For this type of language specialists, they could have acquired their dual qualifications in two ways. One would be that they studied language or languages and then added another specialization through another university study. Or, they could have completed specialist courses and added additional knowledge through work experience.
It is also not an unusual case that, say a graduated economist or engineer had or acquired extensive knowledge of a foreign language or languages. In that manner, she/he is combining dual expertise. As DFJ notes, quite a few of language specialists are self-employed (26%).
Iolante translation service gives a good example of how this combination can work. “Say you worked for a company that produced automotive parts or for an aluminum foil manufacturer, exporting their products. Working in such an environment can give you many specific translation skills. The list may include knowledge of specialist terminology in more than one language, knowledge of procedures and familiarity with the idiosyncrasies of this specific line of business, technology, science or industry. What is more, you may become familiar with foreign rules and business practices.”
Sectors that require language specialists that are also experts in their branch
Another language expert has compiled a list of sectors that often need to engage language specialists that also have other expertise under their belt. Of course, this least is in no way exhaustive or covers all the fields that might need the active participation of a translator or another language expert.
- e-commerce websites;
- mobile and web app developers;
- technical or expertise translations – medical, legal, political or any specific industry or business;
- video games developers;
- any organization or business that wants an active social media engagement;
- companies or organizations that are developing a social media strategy for another country;
- B2B or any other form of copywriting;
- the localization of webpages, ads or any other promotional material;
- transcreation, i.e. ’creative translation’, cross-market copywriting’, ‘international copy adaptation’ ‘marketing translation’ ‘internationalization’ and ‘cultural adaptation.

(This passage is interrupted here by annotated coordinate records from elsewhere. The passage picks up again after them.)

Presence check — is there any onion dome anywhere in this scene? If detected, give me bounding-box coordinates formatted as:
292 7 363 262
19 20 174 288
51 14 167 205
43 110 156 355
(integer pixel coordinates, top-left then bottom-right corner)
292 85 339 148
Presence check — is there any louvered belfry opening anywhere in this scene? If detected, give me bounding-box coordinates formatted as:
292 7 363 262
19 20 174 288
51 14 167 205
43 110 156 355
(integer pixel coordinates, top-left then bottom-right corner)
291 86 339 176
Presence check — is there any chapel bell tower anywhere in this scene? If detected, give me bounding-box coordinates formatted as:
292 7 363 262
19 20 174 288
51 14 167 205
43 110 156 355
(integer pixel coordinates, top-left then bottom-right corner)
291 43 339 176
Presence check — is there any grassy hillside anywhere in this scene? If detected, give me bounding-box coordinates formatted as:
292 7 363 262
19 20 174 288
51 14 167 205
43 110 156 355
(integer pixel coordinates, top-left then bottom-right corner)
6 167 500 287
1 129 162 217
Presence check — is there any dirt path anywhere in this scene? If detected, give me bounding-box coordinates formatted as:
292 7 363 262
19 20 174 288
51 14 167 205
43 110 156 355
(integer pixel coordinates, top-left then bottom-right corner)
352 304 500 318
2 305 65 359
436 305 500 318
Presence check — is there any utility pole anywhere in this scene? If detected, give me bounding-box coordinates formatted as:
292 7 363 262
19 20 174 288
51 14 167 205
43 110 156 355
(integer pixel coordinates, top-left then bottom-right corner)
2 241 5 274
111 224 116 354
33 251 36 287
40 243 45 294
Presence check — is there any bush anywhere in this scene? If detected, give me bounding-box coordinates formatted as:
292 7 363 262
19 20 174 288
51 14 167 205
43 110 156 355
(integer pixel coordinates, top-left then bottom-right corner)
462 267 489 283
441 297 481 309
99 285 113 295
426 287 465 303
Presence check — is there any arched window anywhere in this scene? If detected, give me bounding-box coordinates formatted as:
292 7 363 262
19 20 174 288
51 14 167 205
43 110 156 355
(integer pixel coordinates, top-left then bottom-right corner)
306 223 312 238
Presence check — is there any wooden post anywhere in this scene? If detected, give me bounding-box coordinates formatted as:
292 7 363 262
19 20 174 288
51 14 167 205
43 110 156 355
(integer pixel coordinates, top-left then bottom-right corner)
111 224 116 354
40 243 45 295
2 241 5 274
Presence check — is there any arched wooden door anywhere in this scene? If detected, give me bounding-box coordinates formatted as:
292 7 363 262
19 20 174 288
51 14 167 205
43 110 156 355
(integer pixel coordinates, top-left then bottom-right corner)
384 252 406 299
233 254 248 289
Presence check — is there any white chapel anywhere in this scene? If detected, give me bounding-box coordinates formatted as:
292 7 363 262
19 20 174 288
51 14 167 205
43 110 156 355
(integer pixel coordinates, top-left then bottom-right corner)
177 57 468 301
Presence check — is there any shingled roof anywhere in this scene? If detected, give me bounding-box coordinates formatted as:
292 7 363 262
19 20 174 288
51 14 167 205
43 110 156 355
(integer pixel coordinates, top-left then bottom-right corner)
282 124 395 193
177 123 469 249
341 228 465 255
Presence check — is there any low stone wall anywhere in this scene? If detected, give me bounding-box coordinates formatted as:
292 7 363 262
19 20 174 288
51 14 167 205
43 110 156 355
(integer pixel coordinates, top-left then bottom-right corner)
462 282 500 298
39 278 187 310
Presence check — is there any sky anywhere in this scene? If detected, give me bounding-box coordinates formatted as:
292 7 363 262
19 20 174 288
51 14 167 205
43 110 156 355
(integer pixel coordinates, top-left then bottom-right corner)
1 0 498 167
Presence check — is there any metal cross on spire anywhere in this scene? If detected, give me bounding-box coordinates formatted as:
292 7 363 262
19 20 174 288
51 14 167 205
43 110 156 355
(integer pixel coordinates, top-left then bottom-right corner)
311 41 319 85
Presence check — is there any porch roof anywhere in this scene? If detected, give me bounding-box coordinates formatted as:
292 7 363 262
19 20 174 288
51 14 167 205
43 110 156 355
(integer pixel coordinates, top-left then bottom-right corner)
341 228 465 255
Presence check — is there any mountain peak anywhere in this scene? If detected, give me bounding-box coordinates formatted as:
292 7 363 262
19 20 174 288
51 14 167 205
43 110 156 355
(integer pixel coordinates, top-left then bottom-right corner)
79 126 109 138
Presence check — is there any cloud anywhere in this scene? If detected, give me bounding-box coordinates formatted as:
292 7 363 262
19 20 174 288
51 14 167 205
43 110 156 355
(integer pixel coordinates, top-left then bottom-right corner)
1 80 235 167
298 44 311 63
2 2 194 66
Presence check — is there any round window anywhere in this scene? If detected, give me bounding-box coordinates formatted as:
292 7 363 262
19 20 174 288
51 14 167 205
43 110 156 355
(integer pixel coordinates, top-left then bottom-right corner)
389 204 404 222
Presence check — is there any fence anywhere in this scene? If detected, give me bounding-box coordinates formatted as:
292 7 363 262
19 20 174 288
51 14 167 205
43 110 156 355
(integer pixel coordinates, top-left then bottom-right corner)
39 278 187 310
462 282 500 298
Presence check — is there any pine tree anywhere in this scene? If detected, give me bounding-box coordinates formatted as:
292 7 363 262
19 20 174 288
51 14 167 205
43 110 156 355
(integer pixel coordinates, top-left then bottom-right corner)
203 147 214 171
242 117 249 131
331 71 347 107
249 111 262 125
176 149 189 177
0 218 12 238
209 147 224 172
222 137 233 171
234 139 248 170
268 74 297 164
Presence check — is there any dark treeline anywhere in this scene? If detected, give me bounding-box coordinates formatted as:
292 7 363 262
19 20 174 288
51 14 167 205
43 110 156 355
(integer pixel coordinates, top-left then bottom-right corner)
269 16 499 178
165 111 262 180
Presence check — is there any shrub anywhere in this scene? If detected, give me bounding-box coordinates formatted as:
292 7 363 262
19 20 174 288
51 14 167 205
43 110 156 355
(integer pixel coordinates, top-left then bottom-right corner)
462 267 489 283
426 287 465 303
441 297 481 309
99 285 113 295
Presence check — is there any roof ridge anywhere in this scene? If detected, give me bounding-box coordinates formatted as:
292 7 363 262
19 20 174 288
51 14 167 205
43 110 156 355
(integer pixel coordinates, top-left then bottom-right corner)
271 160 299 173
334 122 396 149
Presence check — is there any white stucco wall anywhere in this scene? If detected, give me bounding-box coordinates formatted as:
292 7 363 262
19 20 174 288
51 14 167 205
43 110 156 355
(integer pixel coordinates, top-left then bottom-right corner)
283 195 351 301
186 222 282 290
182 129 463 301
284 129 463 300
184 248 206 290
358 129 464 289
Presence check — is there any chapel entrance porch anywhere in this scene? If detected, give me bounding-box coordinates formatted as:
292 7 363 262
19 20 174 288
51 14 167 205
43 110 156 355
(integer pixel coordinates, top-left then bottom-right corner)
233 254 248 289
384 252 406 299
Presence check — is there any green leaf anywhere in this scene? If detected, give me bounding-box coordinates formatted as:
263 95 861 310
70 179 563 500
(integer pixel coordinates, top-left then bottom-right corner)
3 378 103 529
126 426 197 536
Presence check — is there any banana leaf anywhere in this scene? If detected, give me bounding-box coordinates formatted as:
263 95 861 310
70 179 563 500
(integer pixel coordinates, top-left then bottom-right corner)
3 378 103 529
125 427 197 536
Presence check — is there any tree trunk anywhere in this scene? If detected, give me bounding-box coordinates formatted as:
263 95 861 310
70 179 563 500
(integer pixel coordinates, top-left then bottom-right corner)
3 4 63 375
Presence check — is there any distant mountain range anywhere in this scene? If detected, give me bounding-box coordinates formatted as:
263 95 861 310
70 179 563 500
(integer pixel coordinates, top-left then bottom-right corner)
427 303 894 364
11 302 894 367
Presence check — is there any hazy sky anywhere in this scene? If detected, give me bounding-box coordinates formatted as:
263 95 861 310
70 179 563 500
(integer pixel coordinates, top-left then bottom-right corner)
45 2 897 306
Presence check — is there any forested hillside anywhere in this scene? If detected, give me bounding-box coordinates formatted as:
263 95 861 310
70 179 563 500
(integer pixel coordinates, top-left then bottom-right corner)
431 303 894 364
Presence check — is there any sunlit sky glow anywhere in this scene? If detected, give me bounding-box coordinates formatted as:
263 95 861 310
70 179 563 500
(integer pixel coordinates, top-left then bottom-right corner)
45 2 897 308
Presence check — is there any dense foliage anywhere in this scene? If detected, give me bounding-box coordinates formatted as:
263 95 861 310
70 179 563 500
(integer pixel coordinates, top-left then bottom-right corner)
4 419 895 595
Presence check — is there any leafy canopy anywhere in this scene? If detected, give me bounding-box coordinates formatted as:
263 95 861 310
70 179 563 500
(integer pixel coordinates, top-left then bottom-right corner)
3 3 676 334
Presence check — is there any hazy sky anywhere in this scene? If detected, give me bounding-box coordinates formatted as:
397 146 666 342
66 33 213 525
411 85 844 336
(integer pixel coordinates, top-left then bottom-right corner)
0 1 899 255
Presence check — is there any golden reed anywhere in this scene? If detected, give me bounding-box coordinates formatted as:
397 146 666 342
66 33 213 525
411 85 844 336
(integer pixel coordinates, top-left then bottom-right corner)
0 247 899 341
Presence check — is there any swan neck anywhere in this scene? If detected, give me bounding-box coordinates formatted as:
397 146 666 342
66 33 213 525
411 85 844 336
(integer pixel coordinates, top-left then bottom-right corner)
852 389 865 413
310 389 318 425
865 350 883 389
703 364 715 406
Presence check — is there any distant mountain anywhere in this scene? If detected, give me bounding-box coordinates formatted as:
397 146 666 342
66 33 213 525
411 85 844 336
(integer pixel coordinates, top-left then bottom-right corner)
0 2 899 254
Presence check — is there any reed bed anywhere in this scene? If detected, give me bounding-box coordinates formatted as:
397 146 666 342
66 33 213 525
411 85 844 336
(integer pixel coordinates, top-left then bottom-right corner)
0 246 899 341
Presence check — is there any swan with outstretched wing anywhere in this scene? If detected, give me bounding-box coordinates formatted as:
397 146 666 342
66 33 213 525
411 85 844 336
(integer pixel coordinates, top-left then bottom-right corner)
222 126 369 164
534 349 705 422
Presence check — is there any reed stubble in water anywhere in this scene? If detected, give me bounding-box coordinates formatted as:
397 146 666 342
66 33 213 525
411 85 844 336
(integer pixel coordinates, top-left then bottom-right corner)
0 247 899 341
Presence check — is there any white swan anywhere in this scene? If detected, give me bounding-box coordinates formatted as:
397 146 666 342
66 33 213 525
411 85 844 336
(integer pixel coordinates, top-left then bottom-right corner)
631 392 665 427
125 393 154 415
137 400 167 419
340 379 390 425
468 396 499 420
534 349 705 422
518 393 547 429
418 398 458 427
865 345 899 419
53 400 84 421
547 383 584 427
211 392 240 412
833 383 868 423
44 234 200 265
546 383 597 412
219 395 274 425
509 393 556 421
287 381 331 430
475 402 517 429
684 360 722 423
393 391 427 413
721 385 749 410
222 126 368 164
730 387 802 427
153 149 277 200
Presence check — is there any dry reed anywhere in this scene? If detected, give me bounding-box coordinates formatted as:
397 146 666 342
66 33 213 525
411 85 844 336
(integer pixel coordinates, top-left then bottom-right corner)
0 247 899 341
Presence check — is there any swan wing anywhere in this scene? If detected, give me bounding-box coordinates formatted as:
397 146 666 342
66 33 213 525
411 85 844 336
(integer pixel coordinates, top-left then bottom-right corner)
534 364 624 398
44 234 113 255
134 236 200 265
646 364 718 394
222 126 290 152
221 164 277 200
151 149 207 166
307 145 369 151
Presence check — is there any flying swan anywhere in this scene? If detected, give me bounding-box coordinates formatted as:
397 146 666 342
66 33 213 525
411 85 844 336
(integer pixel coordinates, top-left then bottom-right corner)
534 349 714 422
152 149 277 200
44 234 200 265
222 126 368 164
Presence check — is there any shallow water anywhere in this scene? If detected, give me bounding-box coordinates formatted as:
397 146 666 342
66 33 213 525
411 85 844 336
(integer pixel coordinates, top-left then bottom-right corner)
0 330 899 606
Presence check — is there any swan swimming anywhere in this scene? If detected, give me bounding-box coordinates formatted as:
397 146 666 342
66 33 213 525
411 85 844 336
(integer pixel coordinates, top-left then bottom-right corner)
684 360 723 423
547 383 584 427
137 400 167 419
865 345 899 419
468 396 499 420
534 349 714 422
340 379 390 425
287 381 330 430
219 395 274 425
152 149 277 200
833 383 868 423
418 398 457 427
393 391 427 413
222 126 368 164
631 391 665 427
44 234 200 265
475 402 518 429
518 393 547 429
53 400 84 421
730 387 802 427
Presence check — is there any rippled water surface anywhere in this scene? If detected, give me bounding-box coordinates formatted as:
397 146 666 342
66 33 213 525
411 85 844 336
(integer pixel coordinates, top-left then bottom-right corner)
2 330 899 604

The same author correctly mentions that the list of specializations is practically not exhaustive, She mentions at least 120 other fields that at some point need to enlist the services of a language specialist.
Often, a language specialist takes on a number of roles. This is particularly true for freelancers. She/he can at the same time be a translator and/or interpreter, terminologist and expert in another field. It often turns out that language specialists are some of the most diversified multi-taskers around.